Born in Germany to an English mother, married to an American expatriate
in London and pregnant with her second child, Gunda Lambton shipped out
as part of the last government-sponsored evacuation of refugees to
Canada in 1940. Thereafter, despite the ever-present spectres of
financial stringency, sudden unemployment, discriminating landlords, and
a feckless absentee husband, she strove single-mindedly to provide for
her two girls, to improve her material and professional prospects, and
to realize her talents as a visual artist. Her diary of these years of
challenge and exploration offers fascinating insights into a woman of
grace and wit historically (and sometimes literally) frozen in a Toronto
that is unrecognizable now.

She often scrimped to get by. With pre-war breadwinners away at war,
families welcomed the extra cash that boarders could offer, but the
price was overcrowding, unwelcome noise, frazzled nerves, and the
tensions imposed by shift work, long commutes on public transport,
inadequate or non-existent daycare, and constant worries and
uncertainties about absent family and the future. A rare family summer
holiday on Lake Huron demanded frugal camping and, crucially, quitting
her job. Lambton coped, with determination, practical optimism, and the
support of friends on the shop floor and in the city’s literary,
artistic, and academic circles. To visit or house-sit in Rosedale or
Forest Hill was to travel to a foreign land. And it appears to have been
true: wartime winters really were more severe than those today!
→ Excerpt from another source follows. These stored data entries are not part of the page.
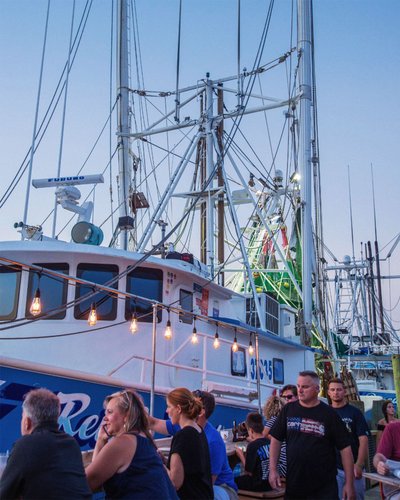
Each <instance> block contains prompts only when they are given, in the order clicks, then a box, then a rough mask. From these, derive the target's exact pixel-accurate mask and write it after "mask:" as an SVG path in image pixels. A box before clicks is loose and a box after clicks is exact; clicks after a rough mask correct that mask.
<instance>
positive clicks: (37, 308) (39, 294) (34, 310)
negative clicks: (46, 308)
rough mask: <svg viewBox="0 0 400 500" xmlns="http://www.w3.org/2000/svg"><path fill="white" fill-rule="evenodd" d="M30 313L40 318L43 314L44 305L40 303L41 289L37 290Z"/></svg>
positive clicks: (40, 302) (34, 295) (32, 304)
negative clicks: (40, 294)
mask: <svg viewBox="0 0 400 500" xmlns="http://www.w3.org/2000/svg"><path fill="white" fill-rule="evenodd" d="M29 312H30V313H31V314H32V316H39V314H40V313H41V312H42V303H41V301H40V290H39V288H36V292H35V295H34V297H33V300H32V304H31V307H30V309H29Z"/></svg>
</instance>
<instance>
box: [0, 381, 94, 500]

Her vignettes are beguiling: North of Eglinton Avenue lay fields;
Malton, where she read blueprints and inspected Lancaster bombers, was a
sometimes uncertain adventure on rural roads. She describes the treat of
a Christmas trip for the children to be photographed on Santa’s knee
at Eaton’s; the enjoyment of nature at Lake Simcoe or Wiarton; the
intellectual excitement of walking and talking with a young Nathan
Cohen, fresh from the Maritimes; the solidarity that bound academics,
artists, and workers united by memories of the Spanish Civil War, the
rise of fascism, and the near defeat of the George Drew Conservatives in
Ontario by the CCF in 1943. Less positive were the deference and
supportive role demanded of women, the demeaning nature of the divorce
laws, and a conversation (of which Lambton provides a moving account)
with another wartime “displaced person,” a Canadian citizen of
Japanese heritage, employed by a doctor uncle but as marginalized and
vulnerable as Lambton. Through it all her little family, and, at war’s
end, her extended family in England and Germany survived.

Remarriage, more children, a career as an artist, and the final move
from eastern Toronto to Quebec deserve a second volume. Meanwhile, this
study of Toronto in the war years—its attractions, bleakness, and
blemishes—could only have been written by a sympathetic but not
uncritical refugee and future citizen.